How to specific multiple dtypes in numpy.ndarray?

Thu Dec 19 06:39:18 EST 2019

On 19/12/2019 11.52, lampahome wrote:
> I meet performance is low when I use struct.unpack to unpack binary data.
>
> So I tried to use numpy.ndarray
> But meet error when I want to unpack multiple dtypes
>
> Can anyone teach me~
>
> Code like below:
> # python3
> import struct
> import numpy as np
> s1 = struct.Struct("@QIQ")
> ss1 = s1.pack(1,11,111)
> np.ndarray((3,), [('Q','I','Q')], ss1)
> # ValueError: mismatch in size of old and new data-descriptor.

A numpy array always has ONE dtype for ALL array elements.

If you read an array of structs, you can define a structured type, where
each element of your struct must have a name.

The error you're seeing is (as you know) because you're not setting up
your dtype in the right way. Let's fix it:

> In [2]: np.dtype([('Q', 'I',
> 'Q')])                                                                                                 
>
> ---------------------------------------------------------------------------
> ValueError                                Traceback (most recent call
> last)
> <ipython-input-2-cecc70c78408> in <module>
> ----> 1 np.dtype([('Q', 'I', 'Q')])
>
> ValueError: mismatch in size of old and new data-descriptor
>
> In [3]: np.dtype([('field1', 'Q'), ('field2', 'I'), ('field3',
> 'Q')])                                                               
> Out[3]: dtype([('field1', '<u8'), ('field2', '<u4'), ('field3', '<u8')])
>
> In [4]:   
>
>

... and now let's put it all together!

s1 = struct.Struct("@QIQ")
ss1 = s1.pack(1,11,111)
struct_dtype = np.dtype([('field1', 'Q'), ('field2', 'I'), ('field3', 'Q')])
a = np.frombuffer(ss1, dtype=struct_dtype)

I'm using the frombuffer() function deliberately so I don't have to
figure out the shape of the final array (which is (1,), not (3,), by the
way).

And hey presto: it raises an exception!

> ValueError: buffer size must be a multiple of element size

Your example shows a difference between the default behaviour of numpy's
structured dtype and the struct module: packing!

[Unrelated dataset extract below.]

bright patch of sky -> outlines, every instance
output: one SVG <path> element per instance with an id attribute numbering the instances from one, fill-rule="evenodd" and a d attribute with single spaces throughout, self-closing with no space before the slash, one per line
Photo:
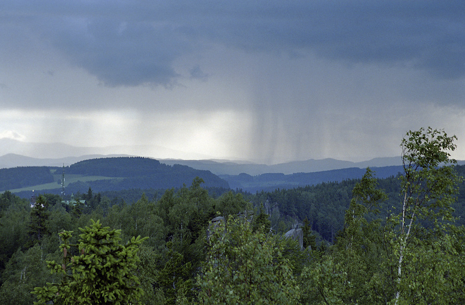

By default, numpy
structured dtypes are closely packed, i.e. nothing is aligned to useful
memory boundaries.

struct_type.itemsize == 20

The struct module, on the other hand, tries to guess where the C
compiler would put its padding.

len(ss1) == 24

We can tell numpy to do the same:

struct_dtype = np.dtype([('field1', 'Q'), ('field2', 'I'), ('field3',
'Q')], align=True)

and then

a = np.frombuffer(ss1, dtype=struct_dtype)

works and produces

array([(1, 11, 111)],
      dtype={'names':['field1','field2','field3'],
'formats':['<u8','<u4','<u8'], 'offsets':[0,8,16], 'itemsize':24,
'aligned':True})

with a .shape of (1,)

#####

It's worth noting that in your example, all three fields are aligned to
8 bytes, meaning that on a little-endian machine, you could quite simply
have interpreted the data as an array of uint64's instead:

In [30]: np.frombuffer(ss1,
dtype='u8')                                                                                             

Out[30]: array([  1,  11, 111], dtype=uint64)

-- Thomas